Any help is appreciated. I suspect there is a different way to look at this problem which makes things clear, but I am not able to see how.

Answer 1

After more thought, I have come up with the following solution. It is inspired from the answer to Smoothness at the origin of a radial function obtained by rotating an even function. I have adapted the proof method from that answer, as its direct application yields something like $g\in C^{2n}(\mathbb R) \Rightarrow f\in C^n(\mathbb R^d)$ as opposed to $g\in C^{2n}(\mathbb R) \Rightarrow f\in C^{2n}(\mathbb R^d)$.

Preliminary result: First we suppose $g\in C^n(\mathbb R\setminus\{0\})$ and that the $j$-th order partial derivatives of $g$ are $o(x^{k-j})$ as $x\to 0$, for some $k\in\mathbb Z$ and all $0\leq j\leq n$. We show by induction on $n$ that $f:= g\circ |\cdot|:\mathbb R^d\setminus\{0\}\to \mathbb R$ has $j$-th order partial derivatives which are $o(|x|^{k-j})$ as $x\to 0$, for all $0\leq j\leq n$.

$n=0$ is clear; the growth/decay of $f$ at $0$ is the same as that of $g$. For $n>0$, note that \begin{align}\label{eq: partial f} \frac{\partial f}{\partial x_i}(x) = g'(|x|)\frac{x_i}{|x|}= h(|x|)x_i \end{align} for $x\in\mathbb R^d\setminus\{0\}$ and $1\leq i\leq d$, where $$h(x) := \frac{g'(x)}{x}$$ for $x\in \mathbb R\setminus \{0\}$. Clearly $h\in C^{n-1}(\mathbb R\setminus \{0\})$ with $$h^{(j)}(x) = \sum_{l=0}^{j}g^{(l+1)}(x)(-1)^{j-l}(j-l)!x^{-1-j+l}=o(x^{k-j-1})$$ as $x\to 0$, for all $0\leq j\leq n-1$. By induction hypothesis the $j$-th order partial derivatives of $h\circ |\cdot|$ are $o(|x|^{k-j-1})$ as $x\to 0$, thus by the expression for $\frac{\partial f}{\partial x_i}$ we see that the $j$-th order partial derivatives of $f$ are $o(|x|^{k-j})$ as $x\to 0$. This concludes the induction step.

Main result: Now we are interested in $g\in C^{2n}(\mathbb R)$ even.
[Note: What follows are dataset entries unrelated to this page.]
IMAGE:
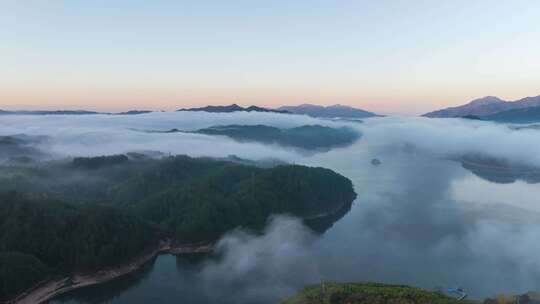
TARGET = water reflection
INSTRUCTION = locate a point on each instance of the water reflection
(417, 220)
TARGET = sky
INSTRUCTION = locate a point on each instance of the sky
(391, 57)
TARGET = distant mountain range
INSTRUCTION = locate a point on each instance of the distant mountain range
(328, 112)
(231, 108)
(489, 108)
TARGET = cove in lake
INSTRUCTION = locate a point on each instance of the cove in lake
(418, 220)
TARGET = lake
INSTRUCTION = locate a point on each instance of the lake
(419, 219)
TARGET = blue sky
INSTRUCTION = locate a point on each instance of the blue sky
(387, 56)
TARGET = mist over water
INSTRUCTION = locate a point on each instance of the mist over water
(419, 219)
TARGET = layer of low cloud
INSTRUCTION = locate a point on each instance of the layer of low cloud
(408, 225)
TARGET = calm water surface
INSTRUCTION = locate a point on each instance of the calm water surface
(417, 220)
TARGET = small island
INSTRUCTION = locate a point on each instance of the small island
(372, 293)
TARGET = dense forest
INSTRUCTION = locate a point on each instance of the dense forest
(309, 137)
(88, 213)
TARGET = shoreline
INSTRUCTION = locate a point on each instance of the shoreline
(49, 289)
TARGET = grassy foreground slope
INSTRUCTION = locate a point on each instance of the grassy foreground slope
(369, 293)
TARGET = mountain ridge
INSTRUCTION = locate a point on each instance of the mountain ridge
(484, 106)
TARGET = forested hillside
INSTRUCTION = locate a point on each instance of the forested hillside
(89, 213)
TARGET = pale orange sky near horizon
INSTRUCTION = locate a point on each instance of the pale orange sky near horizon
(389, 57)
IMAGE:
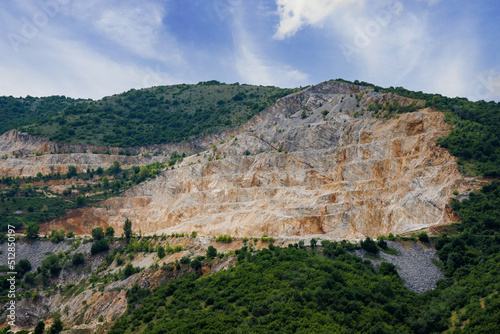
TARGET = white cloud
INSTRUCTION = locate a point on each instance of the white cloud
(253, 67)
(70, 68)
(294, 14)
(136, 26)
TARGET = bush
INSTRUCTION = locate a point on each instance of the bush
(387, 268)
(382, 244)
(99, 246)
(160, 251)
(129, 270)
(110, 232)
(32, 230)
(211, 252)
(78, 259)
(224, 238)
(423, 237)
(196, 264)
(57, 236)
(98, 233)
(369, 245)
(80, 201)
(22, 267)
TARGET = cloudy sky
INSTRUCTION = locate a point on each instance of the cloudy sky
(94, 48)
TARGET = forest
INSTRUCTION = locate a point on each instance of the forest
(326, 289)
(163, 114)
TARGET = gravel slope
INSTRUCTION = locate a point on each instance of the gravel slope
(413, 264)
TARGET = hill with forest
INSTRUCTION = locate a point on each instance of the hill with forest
(302, 217)
(163, 114)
So the existing odd derivatives of $g$ vanish at $0$. So defining $\tilde g\in C^n(\mathbb R)$ by $$\tilde g(x) = g(x)-\sum_{j=0}^n\frac{x^{2j}}{j!}g^{(2j)}(0),$$ we have that the $j$-th order partial derivatives of $\tilde g$ are $o(x^{2n-j})$ as $x\to 0$. So $\tilde f:= \tilde g\circ |\cdot|:\mathbb R^d \to \mathbb R$ is $2n$-times continuously differentiable on $\mathbb R^d\setminus\{0\}$, and the $j$-th order partial derivatives are $o(|x|^{2n-j})$ as $x\to 0$. In particular the $2n$-th partial derivative of $\tilde f$ has the limit $0$ at $0$, and hence by the mean value theorem $\tilde f$ is $2n$-times differentiable at $0$. Now $$f(x) = \tilde f(x) +\sum_{j=0}^n\frac{|x|^{2j}}{j!}g^{(2j)}(0)$$ for all $x\in \mathbb R^d$. Since $|x|^{2j} =(x_1^2+\dots+x_d^2)^j$ for all $j$, we see that $f$ is the sum of two $C^{2n}(\mathbb R^d)$ functions. So $f\in C^{2n}(\mathbb R^d)$.